Daily Archives: June 7, 2010

So where was I? Ah, yes. The face.

Antibiotics and hot soaks aside, the swelling continued. I woke Saturday morning with half of my face looking like Brando in The Godfather. If I’ve learned nothing else from this experience, it’s that I need to set aside money for a face-lift in my 60s because I do not look attractive with jowls. How Winston Churchill could muddle through all those bulldoggy mornings during the blitz I’ll never know.

My doctor had asked me to call him with a status report, and when I reached him his advice was “Probably going to have to be drained. Emergency Room.”

This kind of thing fills me with dread because, of course, I don’t have insurance.

“How can this be, Bryn? A professional man in his 40s, no insurance?”

Well, ya see, I’m hypothyroid. The $26-per-month prescription constitutes a pre-existing condition, so the only way I can get insurance is through Cal-COBRA, at the low, low cost of $1,471 a month. That’s with a 50% co-pay and $3,000 deductible.

So yeah, no.

I got to spend a few hours in the gentle embrace of St. Vincent’s ER. No draining, but IV antibiotics and two new prescriptions. If you’re ever in the same boat of paying cash price for meds, let me give you a hint; call around before you fill your script. Prices… uh… vary. For the more expensive of the two antibiotics, Horton & Converse had it for $84, Rite Aid for $49 and CVS for $305.

When I got home, I called my doctor again, trying to figure out if I should add these to the drug he gave me (more, more, more!) or supplant it. When I told him the hospital had given me x and y, he said, “Oh, good. Those are for that type of infection.”

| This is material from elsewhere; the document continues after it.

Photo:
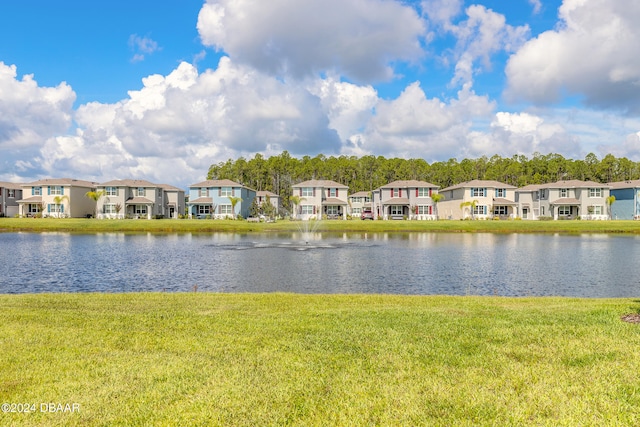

That reaction you’re having? That one, right now… yeah, that was my reaction. But I resisted the urge to scream it into the phone. There was no point. I just said goodbye and hung up. Then I turned into Les Grossman.

“Then why didn’t you give me this shit in the first place, MOTHERFUCKER?!

Cats scattered. I resisted the urge to fling my phone across the room.

The new antibiotics are strong. Kicked my ass for about three hours. As I flopped around on my office couch in a cold sweat, feeling like I’d taken a few too many sleeping pills, I was vaguely aware of cats coming and going. My phone ringing. The Ex-Box and The Souvenir making dinner below.

When I finally woke up, I was dreaming I had fallen out of a helicopter. Onto rocks.

I have felt at various times massively unattractive, but how I felt Saturday was pegged on the red side of grisly. I smelled bad from sweating, the drugs were making my face oily and my scalp dry, I hadn’t groomed my fuzz or fur in days… oh, and I had a giant, swollen, glowing, pus-filled radioactive blister where the left half of my face used to be.

Naturally, this was the night I would have a visitation from what Ray Stantz might have called “A full-body, free-roaming vapor.” In short, my phone rang at midnight-thirty, and one look told me it was an ROF – Randomly Occurring Female – calling for moral support, and most likely, an actual, physical shoulder to cry on.

Luckily, since I felt like Quasimodo, I had shoulder in ample supply.